Die Ärztin antwortete mit einem langen Blick.
»Was war das hier eigentlich früher für ein Dorf?«, wollte sie wissen. »Hier haben doch Leute gewohnt.«
»Zwei, drei Dörfer, glaube ich. Waldbauern. Sie haben illegal Holz gefällt. Als man das entdeckt hat, haben sie das Dorf verlassen.«
»Wohin hat man sie geschickt?«
»Na ja, sie haben eine andere Gegend zugewiesen bekommen, wo sie ihren Maniok und was immer sie wollen anbauen können. Das war auch sinnvoll. Brandrodung ist nun einmal keine ökologisch angemessene Art, Landwirtschaft zu betreiben. Die machen den Urwald damit kaputt. Das ging vielleicht vor ein paar hundert Jahren, als es kaum Bauern im Wald gab, aber der Primärwald geht dadurch ohne Gnade verloren, einige langsam wachsende Arten überstehen es nicht, die werden schlicht ausgerottet.«
Frau Dr. Decker nickte langsam. Eine pflanzliche Droge im Tee vielleicht, die gleichmütig und hitzeresistent macht. Sie nippte vorsichtig daran wie ein großer Vogel an der Tränke, ohne Fox zu antworten.

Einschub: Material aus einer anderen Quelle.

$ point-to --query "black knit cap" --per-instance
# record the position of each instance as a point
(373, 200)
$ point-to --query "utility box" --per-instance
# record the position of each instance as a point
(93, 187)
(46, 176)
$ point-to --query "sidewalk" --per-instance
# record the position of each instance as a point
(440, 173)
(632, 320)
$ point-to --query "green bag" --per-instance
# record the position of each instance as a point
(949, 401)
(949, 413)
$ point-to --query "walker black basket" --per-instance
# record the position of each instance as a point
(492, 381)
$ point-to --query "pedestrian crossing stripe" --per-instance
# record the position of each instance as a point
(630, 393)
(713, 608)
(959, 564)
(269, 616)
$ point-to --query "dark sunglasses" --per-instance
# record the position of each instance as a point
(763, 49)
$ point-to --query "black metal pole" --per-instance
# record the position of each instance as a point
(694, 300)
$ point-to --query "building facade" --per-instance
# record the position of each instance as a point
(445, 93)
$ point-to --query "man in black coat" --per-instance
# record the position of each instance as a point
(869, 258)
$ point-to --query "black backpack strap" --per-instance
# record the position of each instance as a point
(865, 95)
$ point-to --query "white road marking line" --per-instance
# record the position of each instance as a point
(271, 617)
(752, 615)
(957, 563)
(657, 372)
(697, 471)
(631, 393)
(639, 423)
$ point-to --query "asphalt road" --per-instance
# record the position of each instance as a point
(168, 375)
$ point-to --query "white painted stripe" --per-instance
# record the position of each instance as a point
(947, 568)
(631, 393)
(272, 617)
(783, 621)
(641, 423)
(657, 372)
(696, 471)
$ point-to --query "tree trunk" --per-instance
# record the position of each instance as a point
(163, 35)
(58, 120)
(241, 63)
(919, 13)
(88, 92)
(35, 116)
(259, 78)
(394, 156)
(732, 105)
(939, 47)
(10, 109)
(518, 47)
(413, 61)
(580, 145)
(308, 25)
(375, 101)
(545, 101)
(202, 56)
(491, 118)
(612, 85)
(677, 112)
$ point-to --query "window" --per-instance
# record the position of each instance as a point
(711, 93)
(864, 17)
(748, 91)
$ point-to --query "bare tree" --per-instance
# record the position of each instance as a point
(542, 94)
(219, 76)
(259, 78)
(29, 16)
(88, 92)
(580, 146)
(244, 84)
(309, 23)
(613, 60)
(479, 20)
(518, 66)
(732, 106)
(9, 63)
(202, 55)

Man schickte sich an aufzubrechen. Während die anderen ihre Rucksäcke zusammenpackten, trat ich zu Wessing, der sich gerade einen doppelten Extrakaffee kochte, um sich für die anstehende Wache bei den Hütten zu stärken.
Er sah etwas zerzaust aus, vielleicht weil er sich mit zwei Dosen Bier gestern Abend hatte begnügen müssen. Ob er sich an das Rauchverbot halten würde, wenn die Gruppe außer Sicht war, durfte man bezweifeln.
»Du bleibst heute wieder da?«, sagte ich.
»Die Mutter der Kompanie, genau. Ich halte Wache. Passe auf, dass die Gorillas euch nicht die Schlafsäcke klauen.«
»Heute Nacht hatten wir Besuch, wollte ich dir noch sagen. Ein alter Mann, der saß dort drüben im Klo. Ich glaube, er hat unser Moskitonetz mitgenommen.«
»Aha.« Wessings Augen waren schmal geworden. »Und weiter?«
Ich erzählte ihm von meiner Begegnung, bemerkte, wie Wessing sich wieder entspannte.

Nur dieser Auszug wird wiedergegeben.